The lovely Laura Shovan from Author Amok (who just hopped on an airplane at 7 am) challenges us to go where no man has gone (or worn) with her writing prompt for high school students daring these young people (and us young ones at heart) to write an ode about something that is not normally read (or talked about in a poem) – said to be a current trend in Poetryville the last few years. And Laura’s poetry offering for us this week: Sharon Olds’ Ode to a Tampon. Hope you’re feeling better now, Laura. I love the QEII Royal Wave. Very… queenly indeed.
We get more Valentine thoughts from MsMac of Check it Out as she features their school custodian’s, David Owen’s original poem entitled: Love Is. It would be good for us to also jump in and share alongside David what we think love is, that would be interesting too.
Doraine Bennett from Dori Reads also sends us some Valentine romance with Dale Ritterbusch’s What the Light Would Say. If you’re up for some sensuous sighs and stars in your eyes as your warrior calls you beautiful daybreak woman – I suggest you pitter-patter your sweet little heart over to Dori’s site and read.. read to your soul’s content.
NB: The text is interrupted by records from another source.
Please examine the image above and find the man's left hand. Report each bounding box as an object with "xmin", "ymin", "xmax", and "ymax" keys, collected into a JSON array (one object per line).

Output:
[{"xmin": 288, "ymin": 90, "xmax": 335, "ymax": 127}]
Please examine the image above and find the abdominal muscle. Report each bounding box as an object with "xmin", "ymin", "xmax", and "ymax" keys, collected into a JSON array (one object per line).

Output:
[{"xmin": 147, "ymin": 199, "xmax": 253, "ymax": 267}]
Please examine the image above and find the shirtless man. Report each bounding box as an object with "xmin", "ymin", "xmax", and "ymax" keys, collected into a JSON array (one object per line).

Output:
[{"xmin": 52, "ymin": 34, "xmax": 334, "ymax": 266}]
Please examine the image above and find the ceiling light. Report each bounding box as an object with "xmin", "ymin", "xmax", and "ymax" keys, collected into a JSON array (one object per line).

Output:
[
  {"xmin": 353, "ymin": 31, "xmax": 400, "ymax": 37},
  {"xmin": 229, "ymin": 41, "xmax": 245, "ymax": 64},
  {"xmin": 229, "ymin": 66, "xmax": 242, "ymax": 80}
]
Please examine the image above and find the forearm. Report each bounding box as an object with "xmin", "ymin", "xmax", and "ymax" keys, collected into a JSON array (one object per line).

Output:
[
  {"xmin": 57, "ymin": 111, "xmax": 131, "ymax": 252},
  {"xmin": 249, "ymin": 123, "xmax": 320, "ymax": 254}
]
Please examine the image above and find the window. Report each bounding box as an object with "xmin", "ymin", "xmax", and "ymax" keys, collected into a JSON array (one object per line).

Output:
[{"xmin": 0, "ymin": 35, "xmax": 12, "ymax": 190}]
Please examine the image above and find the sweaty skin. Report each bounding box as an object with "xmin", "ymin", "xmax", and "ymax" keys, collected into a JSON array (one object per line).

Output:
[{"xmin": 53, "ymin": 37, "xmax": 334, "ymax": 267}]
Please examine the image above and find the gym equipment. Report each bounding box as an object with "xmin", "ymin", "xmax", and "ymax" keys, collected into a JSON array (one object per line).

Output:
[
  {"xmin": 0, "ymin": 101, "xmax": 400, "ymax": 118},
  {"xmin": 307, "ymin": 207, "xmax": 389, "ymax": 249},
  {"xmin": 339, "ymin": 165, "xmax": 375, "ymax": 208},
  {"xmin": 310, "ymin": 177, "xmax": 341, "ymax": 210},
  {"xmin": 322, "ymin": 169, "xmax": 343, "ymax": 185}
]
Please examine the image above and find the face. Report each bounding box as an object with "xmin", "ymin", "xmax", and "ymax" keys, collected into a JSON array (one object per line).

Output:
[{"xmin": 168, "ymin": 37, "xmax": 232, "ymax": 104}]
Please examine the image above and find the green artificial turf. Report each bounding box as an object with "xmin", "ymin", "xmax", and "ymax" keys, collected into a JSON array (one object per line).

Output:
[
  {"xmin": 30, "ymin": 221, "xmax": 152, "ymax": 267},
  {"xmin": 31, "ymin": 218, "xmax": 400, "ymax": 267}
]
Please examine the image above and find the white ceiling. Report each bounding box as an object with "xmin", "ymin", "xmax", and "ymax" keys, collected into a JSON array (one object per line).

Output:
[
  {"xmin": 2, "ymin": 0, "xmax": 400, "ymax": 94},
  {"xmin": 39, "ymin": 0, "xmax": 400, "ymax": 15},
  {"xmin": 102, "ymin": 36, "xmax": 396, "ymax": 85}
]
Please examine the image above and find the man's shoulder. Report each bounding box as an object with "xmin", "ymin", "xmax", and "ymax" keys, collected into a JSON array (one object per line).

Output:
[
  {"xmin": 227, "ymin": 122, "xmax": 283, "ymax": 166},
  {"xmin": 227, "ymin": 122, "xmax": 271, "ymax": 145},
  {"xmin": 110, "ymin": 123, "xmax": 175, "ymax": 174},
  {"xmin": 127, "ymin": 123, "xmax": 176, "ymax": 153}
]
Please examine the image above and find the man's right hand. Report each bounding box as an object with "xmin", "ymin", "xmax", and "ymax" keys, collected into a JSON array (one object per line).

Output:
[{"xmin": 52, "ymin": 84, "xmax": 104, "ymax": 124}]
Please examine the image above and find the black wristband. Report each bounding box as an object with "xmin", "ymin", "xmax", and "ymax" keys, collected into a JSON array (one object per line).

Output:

Lorie Ann Grover from ReaderTotz shares David Elliott and Holly Meade’s In the Sea reminding us of the “dark within” the seemingly-placid blues of the waters. She also has fourteen lovely words found in her other site On Point with her original poem Contrast – check out her lovely photograph too. Perfect play of light and darkness.
Sylvia Vardell from Poetry for Children gives us a veritable bounty with her Poetry Award Updates. If you wish to know the Winners of The Claudia Lewis Poetry Award, The Lion & Unicorn Award, Cybils, CLPE Poetry Award in England, the Frost Medal recipient by the Poetry Society of America – head on over to Sylvia’s post to find out! A celebratory and warm cheer goes to the 2012 US National Ambassador for Young People’s Literature.